Now I want to solve the minimization problem:

B)
minimize $(norm(A*x-b)+norm(x,1))$
Where norm(.) is usual L2 norm and norm(x,1) means L1 norm

Can I solve B using the same solving method of A ? If so how can I change the variables of B similar to A?
Any guidance would be appreciated.
 A: Here is a more complete answer about the problem dual (since that is what you asked about originally):
We start with the primal problem, an L1-regularized LLS
$\min ||Ax-b||_2^2 + \lambda||x||_1$
Now, let us define $z$ s.t. $z := Ax - b$. Thus, our problem can be written as
$\min z^Tz + \lambda ||x||_1$ s.t. $z = Ax-b$.
Associate $\mu_i$ with the $i$th constaint, thus we have the Langrangian is simply
$L(x,z,\mu) = z^Tz + \lambda||x||_1 + \mu^T(Ax-b-z)$.
Therefore, the dual function is then given by 
$\displaystyle g(\mu) = \inf_{x,z}\left\{L(x,z,\mu)\right\}$.

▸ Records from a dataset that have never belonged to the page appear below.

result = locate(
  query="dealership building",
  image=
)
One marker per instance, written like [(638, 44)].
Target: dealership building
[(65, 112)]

Now, we want to find $\max_{\mu}g(\mu)$, and so first we note that if, for some $i$, $|\sum_j a_{ji}\mu_j| > \lambda_i$, then we have a direction of unboundedness this is because the only terms in the numerator with $x_i$ are 
$\displaystyle \left(\sum_ja_{ji}\mu_j\right)x_i$ and $\displaystyle \lambda_i|x_i|$.
Thus for any such $\mu$ we have $g(\mu) = -\infty$. Therefore, we can restrict our attention to $\mu$ s.t. $|(A^T\mu)_i| \leq \lambda_i \forall i$. Now, for each such $\mu$ it can be seen that the $x$ that minimizes $g(\mu)$ is $x=0$.Thus, for all $\mu$ of interest, we have that
$\displaystyle g(\mu) = \inf_{x,z}\{L(x,z,\mu)\} = \inf_z\left\{z^Tz - \mu^Tz - \mu^Tb\right\}$.

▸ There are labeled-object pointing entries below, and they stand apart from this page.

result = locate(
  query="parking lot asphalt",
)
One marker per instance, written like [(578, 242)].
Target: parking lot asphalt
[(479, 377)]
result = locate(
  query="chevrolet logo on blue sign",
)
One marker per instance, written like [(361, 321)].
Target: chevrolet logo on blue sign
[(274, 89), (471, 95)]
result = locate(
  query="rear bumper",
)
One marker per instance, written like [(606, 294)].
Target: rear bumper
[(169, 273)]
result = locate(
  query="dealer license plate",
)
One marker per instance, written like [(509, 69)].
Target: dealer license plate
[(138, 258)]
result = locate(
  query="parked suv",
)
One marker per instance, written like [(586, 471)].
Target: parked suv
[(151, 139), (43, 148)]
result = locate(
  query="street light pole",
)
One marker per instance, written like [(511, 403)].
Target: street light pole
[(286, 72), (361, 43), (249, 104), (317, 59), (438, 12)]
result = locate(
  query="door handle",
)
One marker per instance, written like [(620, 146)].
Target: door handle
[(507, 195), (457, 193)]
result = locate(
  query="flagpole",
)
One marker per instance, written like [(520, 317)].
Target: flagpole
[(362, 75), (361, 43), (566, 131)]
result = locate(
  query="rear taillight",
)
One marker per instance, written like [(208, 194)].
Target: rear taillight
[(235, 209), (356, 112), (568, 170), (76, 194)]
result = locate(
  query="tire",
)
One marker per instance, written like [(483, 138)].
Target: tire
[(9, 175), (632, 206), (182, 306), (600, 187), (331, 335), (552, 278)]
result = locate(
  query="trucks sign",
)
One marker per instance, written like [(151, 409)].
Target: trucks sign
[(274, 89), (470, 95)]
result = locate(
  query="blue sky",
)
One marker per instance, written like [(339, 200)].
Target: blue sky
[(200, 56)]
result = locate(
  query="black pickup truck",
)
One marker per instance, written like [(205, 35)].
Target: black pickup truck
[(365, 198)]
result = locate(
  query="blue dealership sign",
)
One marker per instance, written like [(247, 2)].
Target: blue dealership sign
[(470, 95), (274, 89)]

Fortunately, we can differentiate this, set it to zero, to see that in optimality, $z_i = \mu_i/2.$
Hence, for all $\mu$ s.t. $|(A^T\mu)_i| \leq \lambda_i \forall i$ we have that
$\displaystyle g(\mu) = -\frac{1}{4}\mu^T\mu-\mu^Tb$.

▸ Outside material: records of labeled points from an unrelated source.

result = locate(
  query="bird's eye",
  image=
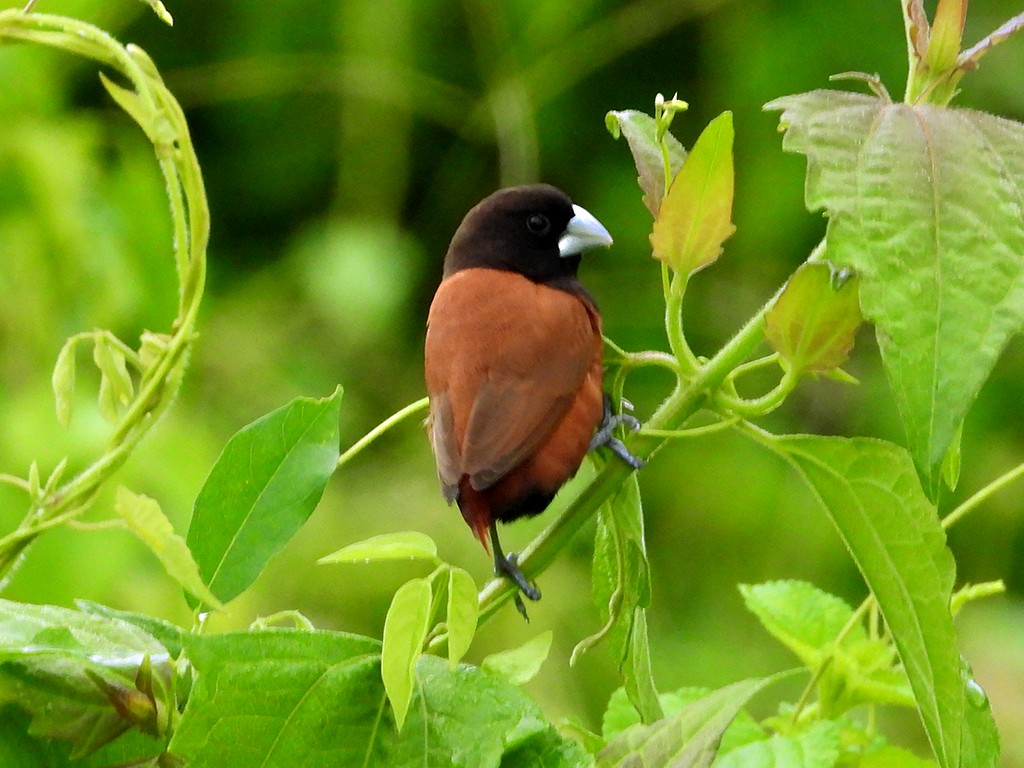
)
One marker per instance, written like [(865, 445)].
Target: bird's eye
[(538, 223)]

Therefore, the Lagrangian Dual is given by 
$\displaystyle \max_\mu -\frac{1}{4}\mu^T\mu-\mu^Tb$ s.t.$|(A^T\mu)_i| \leq \lambda_i \forall i$. 
Therefore, the dual is a convex optimization problem in $\mu$ and because the primal problem satisfies Slater's condition, we have that the duality gap is zero.